Defendant argues that claims cannot be maintained by citizen plaintiffs based upon past violations by defendant. This argument is unpersuasive. Among the relief which a private plaintiff may seek (and which plaintiff seeks in this case) is the imposition of civil penalties. 33 U.S.C. Section 1365(a), Section 1312(d). To be effective, those penalties must be permitted to relate to days in the past upon which violations occurred. This Court, per Judge Gerry, has so held, and I agree. NJPIRG v. Monsanto, supra, 14 ELR at 20231.
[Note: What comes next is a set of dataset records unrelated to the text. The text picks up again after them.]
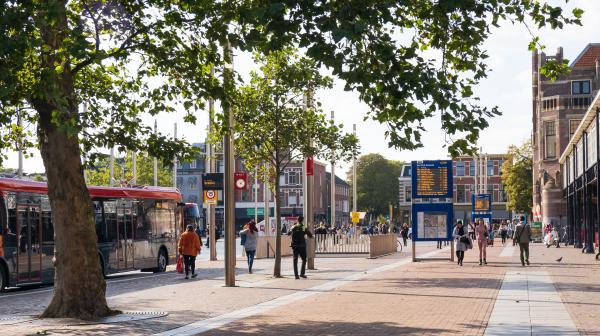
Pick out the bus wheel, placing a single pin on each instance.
(3, 277)
(162, 261)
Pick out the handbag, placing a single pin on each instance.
(179, 267)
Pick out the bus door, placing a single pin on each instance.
(29, 252)
(125, 229)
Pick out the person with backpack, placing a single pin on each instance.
(482, 233)
(523, 238)
(298, 233)
(189, 247)
(248, 239)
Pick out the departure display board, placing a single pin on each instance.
(482, 202)
(432, 179)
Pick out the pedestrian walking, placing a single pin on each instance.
(404, 233)
(250, 234)
(503, 233)
(523, 238)
(321, 233)
(471, 230)
(298, 233)
(461, 236)
(482, 233)
(189, 247)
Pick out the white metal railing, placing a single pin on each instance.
(341, 243)
(573, 102)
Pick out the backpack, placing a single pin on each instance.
(298, 236)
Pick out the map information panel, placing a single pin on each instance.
(432, 179)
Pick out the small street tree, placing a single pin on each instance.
(517, 177)
(273, 124)
(377, 183)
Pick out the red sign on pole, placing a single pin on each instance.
(310, 166)
(240, 180)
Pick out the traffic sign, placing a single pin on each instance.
(240, 180)
(210, 196)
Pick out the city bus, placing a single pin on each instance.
(137, 228)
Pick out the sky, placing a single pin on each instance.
(507, 86)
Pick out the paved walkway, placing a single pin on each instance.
(528, 304)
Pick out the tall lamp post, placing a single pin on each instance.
(229, 170)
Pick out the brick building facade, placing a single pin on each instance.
(558, 107)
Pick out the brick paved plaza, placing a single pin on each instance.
(351, 296)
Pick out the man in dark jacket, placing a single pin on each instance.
(523, 237)
(298, 233)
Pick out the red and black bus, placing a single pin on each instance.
(137, 228)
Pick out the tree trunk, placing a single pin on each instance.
(277, 267)
(79, 287)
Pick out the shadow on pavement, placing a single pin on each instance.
(322, 328)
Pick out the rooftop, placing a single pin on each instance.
(587, 58)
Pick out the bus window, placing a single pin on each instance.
(3, 216)
(110, 219)
(99, 220)
(141, 223)
(47, 226)
(11, 209)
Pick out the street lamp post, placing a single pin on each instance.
(308, 200)
(155, 159)
(229, 170)
(211, 168)
(332, 183)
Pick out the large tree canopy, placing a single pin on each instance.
(377, 183)
(409, 60)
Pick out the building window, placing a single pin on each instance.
(293, 178)
(580, 87)
(292, 199)
(193, 182)
(460, 168)
(461, 193)
(501, 194)
(573, 124)
(550, 140)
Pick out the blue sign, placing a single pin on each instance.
(432, 179)
(481, 202)
(432, 221)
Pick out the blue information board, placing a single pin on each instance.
(432, 221)
(481, 202)
(432, 179)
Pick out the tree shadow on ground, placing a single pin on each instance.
(325, 328)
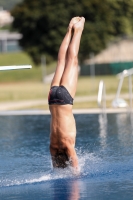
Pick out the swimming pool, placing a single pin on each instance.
(104, 148)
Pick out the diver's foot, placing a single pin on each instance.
(73, 21)
(80, 24)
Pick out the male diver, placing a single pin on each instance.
(61, 96)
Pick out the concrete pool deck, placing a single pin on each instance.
(75, 111)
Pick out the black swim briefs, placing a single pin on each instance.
(59, 95)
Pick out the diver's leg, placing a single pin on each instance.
(62, 53)
(70, 74)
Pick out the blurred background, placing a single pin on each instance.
(31, 33)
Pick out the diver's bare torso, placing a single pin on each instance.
(62, 127)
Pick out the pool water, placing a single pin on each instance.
(105, 150)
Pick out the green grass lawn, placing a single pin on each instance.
(17, 85)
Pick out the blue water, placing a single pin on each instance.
(105, 151)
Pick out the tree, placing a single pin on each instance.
(43, 24)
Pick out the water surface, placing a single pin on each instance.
(104, 148)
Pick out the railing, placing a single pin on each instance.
(101, 99)
(126, 73)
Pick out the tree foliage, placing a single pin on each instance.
(8, 4)
(43, 24)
Defendant argues alternatively that if past violations can support a claim for penalties, the two-year statute of limitations for enforcement of penalties under the New Jersey law (NJSA2A: 14-10(a)) should be employed in partial bar of plaintiff's claims. While it is true that the Federal Water Pollution Control Act contains no statute of limitations and that under general principles one would look to "borrow" a state's statute of limitations governing an analogous course of action, that argument is unpersuasive inthe present matter. Section 505 contemplates that a citizen plaintiff here assumes the role of a private Attorney General, stepping in "if the administration or state has (not) commenced and is (not) diligently prosecuting a civil or criminal action . . ." in the present case the United States would not be affected by any statute of limitations (whether federal — such as 28 U.S.C. Section 2462; or state). In order that Congressional policy by fully implemented, such a restriction should not limit the effectiveness of a citizen attorneys-general suit either.
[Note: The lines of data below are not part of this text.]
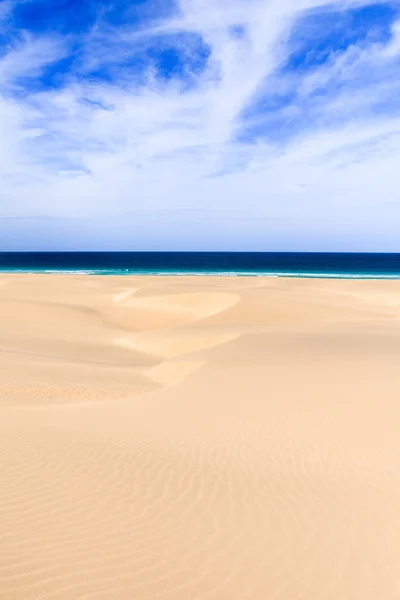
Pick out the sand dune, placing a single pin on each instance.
(199, 438)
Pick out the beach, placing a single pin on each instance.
(190, 438)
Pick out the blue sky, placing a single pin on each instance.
(199, 125)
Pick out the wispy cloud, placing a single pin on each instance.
(281, 115)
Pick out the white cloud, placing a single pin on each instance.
(123, 166)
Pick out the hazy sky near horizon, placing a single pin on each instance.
(200, 125)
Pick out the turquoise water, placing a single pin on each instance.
(288, 264)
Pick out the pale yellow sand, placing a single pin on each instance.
(199, 438)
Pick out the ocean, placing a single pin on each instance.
(280, 264)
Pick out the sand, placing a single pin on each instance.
(199, 438)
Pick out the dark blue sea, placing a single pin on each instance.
(287, 264)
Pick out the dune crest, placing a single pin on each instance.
(167, 438)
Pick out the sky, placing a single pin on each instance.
(258, 125)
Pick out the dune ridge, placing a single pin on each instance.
(167, 438)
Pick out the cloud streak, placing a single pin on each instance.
(122, 127)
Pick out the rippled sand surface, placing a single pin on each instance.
(178, 438)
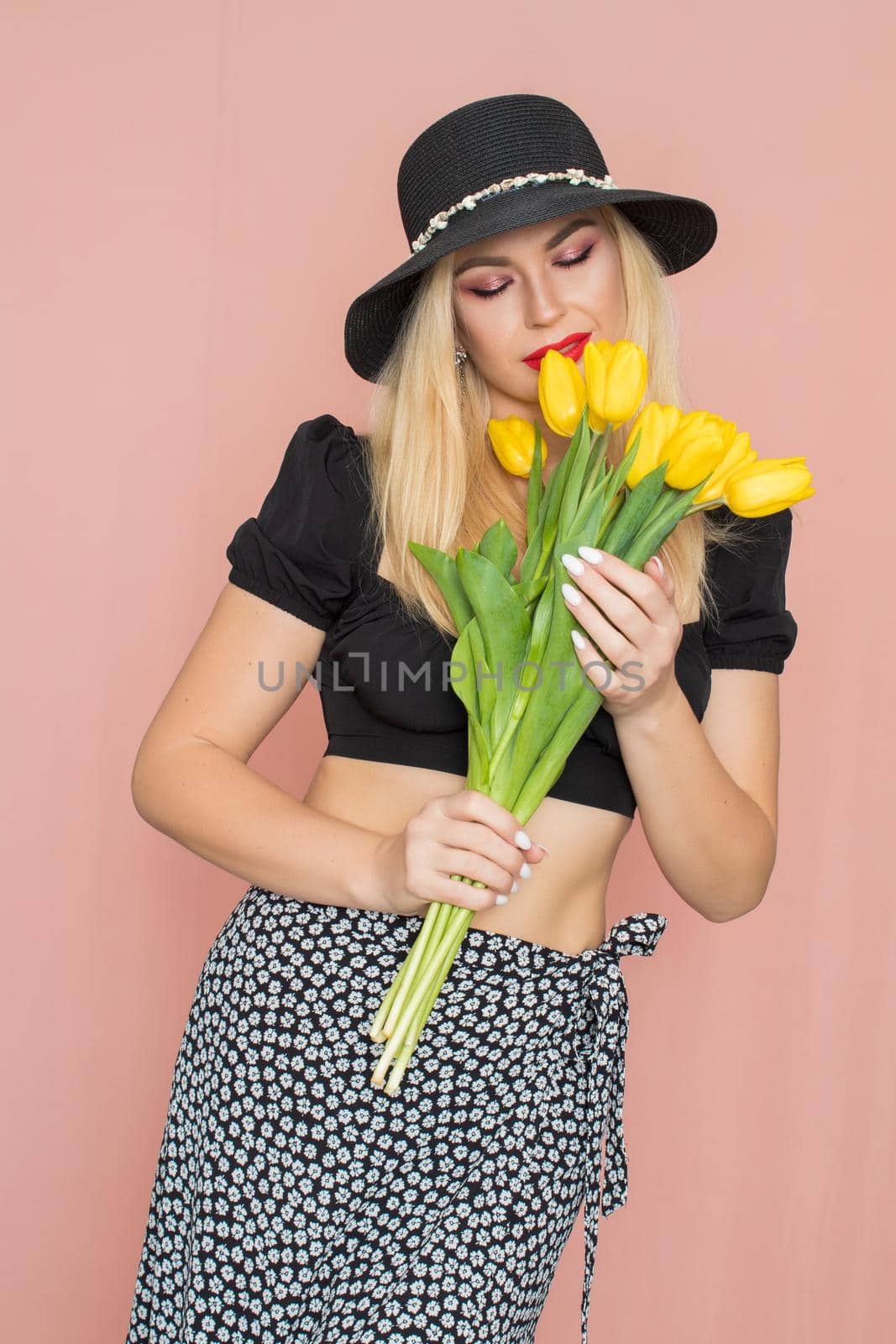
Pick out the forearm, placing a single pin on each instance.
(226, 812)
(712, 842)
Defendant asserts that it is clear from the affidavit of Mr. Joseph Comley that there is a dispute as to the accuracy of the DMRs. However, defendant fails to assert just what such inaccuracies are, especially since the reports are defendant's own submissions. Plaintiffs correctly assert that the defendant has failed to even submit a rule 56(f) affidavit justifying its failure to present evidence to support the issues of fact which it asserts. Defendant has not raised a genuine issue of material fact on this point.
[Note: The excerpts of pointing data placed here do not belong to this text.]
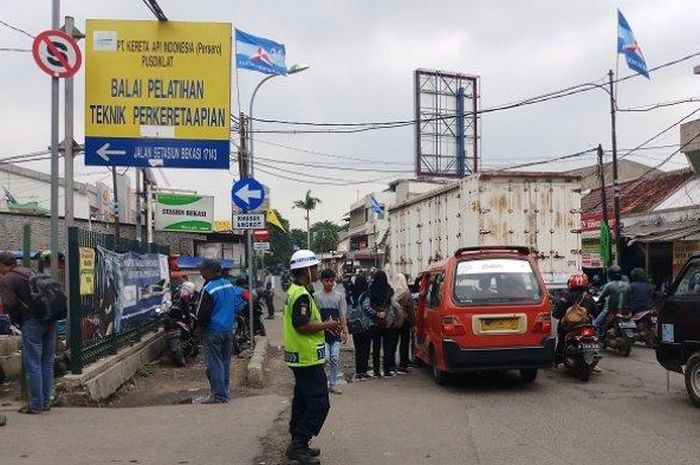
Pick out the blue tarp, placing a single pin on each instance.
(189, 262)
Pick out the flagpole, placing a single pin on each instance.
(616, 187)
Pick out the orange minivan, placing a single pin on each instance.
(484, 308)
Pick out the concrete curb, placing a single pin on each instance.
(255, 373)
(102, 378)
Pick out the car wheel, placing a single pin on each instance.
(528, 376)
(439, 376)
(692, 378)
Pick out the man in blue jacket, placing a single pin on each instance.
(216, 318)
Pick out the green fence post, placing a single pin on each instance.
(75, 314)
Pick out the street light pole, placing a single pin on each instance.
(249, 237)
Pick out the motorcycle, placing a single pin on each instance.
(619, 332)
(581, 351)
(645, 327)
(180, 325)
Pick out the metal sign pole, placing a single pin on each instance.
(55, 12)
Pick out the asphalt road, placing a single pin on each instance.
(625, 415)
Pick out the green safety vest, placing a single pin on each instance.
(302, 349)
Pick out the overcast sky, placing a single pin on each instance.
(362, 55)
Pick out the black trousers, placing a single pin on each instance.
(377, 336)
(404, 344)
(390, 341)
(362, 343)
(269, 303)
(310, 405)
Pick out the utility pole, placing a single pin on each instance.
(243, 168)
(616, 186)
(116, 205)
(55, 19)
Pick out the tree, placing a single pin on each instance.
(307, 204)
(324, 236)
(297, 238)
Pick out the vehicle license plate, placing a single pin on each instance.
(499, 324)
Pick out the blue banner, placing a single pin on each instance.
(259, 54)
(627, 45)
(131, 285)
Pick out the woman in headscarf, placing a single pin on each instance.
(377, 304)
(406, 320)
(362, 340)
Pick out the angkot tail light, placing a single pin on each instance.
(452, 326)
(543, 323)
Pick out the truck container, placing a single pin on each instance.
(491, 208)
In conclusion, plaintiffs have clearly demonstrated that defendant has violated its NPDES/NJPDES permits, such is in violation of the Federal Water Pollution Control Act. The present case is almost identical to the recent cases Monsanto and FDO where Judges Gerry and Stern both granted the same plaintiffs partial summary judgment upon demonstration that defendants had violated NJPDES permits. While Anchor Thread attempts to rebut plaintiff's allegations, their violations are in "black and white" in the DMRs submitted by them to the EPA. Defendant fails to rebut the accuracy of the DMRs and cannot avoid liability on this issue. Accordingly, this Court shall grant plaintiff's motion for partial summary judgment, as requested.